Keep the forecast out of the chat
Here is the failure that shows up in month two. Claude computed 782 in a chat. You typed it into QuickBooks. Next month demand shifts, and the 782 is still there, because it was a value, not a formula. It is the same trap as AI hardcoding in a financial model: correct when written, silently stale after.
The fix is the one from using AI with QuickBooks for forecasting: the logic lives in a structure that persists, and the exports refresh the data underneath it. Demand, safety stock, reorder point and cash should be formulas that recompute when a new month of sales lands, with the service level and lead times as named assumptions you can change.

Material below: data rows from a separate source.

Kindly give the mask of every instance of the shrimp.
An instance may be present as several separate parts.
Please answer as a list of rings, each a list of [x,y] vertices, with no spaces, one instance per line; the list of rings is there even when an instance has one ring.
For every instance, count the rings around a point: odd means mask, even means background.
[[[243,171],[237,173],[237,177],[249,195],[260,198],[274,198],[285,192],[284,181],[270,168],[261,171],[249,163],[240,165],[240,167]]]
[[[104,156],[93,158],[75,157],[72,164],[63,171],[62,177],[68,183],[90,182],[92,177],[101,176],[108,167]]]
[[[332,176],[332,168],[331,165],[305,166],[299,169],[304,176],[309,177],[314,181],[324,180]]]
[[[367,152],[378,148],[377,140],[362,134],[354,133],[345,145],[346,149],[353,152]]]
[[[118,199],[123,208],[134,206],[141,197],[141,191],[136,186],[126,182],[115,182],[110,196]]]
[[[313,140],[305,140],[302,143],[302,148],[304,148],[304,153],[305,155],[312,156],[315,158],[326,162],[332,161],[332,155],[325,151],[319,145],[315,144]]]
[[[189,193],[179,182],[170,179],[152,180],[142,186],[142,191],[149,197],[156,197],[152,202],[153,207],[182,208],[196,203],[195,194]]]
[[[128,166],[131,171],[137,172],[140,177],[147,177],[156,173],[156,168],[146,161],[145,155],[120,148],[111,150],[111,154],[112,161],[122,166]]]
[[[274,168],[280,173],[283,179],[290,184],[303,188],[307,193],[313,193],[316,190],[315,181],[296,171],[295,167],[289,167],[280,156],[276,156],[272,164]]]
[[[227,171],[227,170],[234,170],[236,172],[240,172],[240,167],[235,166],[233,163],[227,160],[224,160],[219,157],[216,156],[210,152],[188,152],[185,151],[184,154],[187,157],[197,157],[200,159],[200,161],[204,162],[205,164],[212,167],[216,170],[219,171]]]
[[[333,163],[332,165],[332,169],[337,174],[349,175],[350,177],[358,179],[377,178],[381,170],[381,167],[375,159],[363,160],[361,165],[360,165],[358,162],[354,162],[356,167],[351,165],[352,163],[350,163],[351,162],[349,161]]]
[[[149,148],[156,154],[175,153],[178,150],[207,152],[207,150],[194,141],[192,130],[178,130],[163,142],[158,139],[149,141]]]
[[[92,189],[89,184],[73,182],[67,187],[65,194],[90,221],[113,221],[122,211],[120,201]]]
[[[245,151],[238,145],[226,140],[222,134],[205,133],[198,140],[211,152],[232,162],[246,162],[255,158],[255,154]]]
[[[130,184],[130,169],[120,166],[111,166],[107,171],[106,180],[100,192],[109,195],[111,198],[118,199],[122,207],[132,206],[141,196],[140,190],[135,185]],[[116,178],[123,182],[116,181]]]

Layerz is one way to hold that: a structured spreadsheet, ready for AI. You import the QuickBooks exports as data sources, and next month's export refreshes the same source in place. The forecast lives as a model with live formulas that Claude drives over MCP, instead of a chat answer, and it exports to Excel with those formulas intact. There is no live QuickBooks connection today, so the export step stays. If you would rather do this in Excel, the rule is the same: formulas, not pasted values, and the assumptions in cells someone can read.
The takeaway
QuickBooks holds enough to forecast inventory for most small businesses: sales by item, the running quantity on hand, purchases, open orders. It does not hold lost sales, lead times or the service level you want, and the forecast is only as good as how you handle those three.
Clean the stockout months, write the lead times down, pick the service level on purpose, and let Claude do the arithmetic across every item. Then read the cash line, because that is where the decision really lands.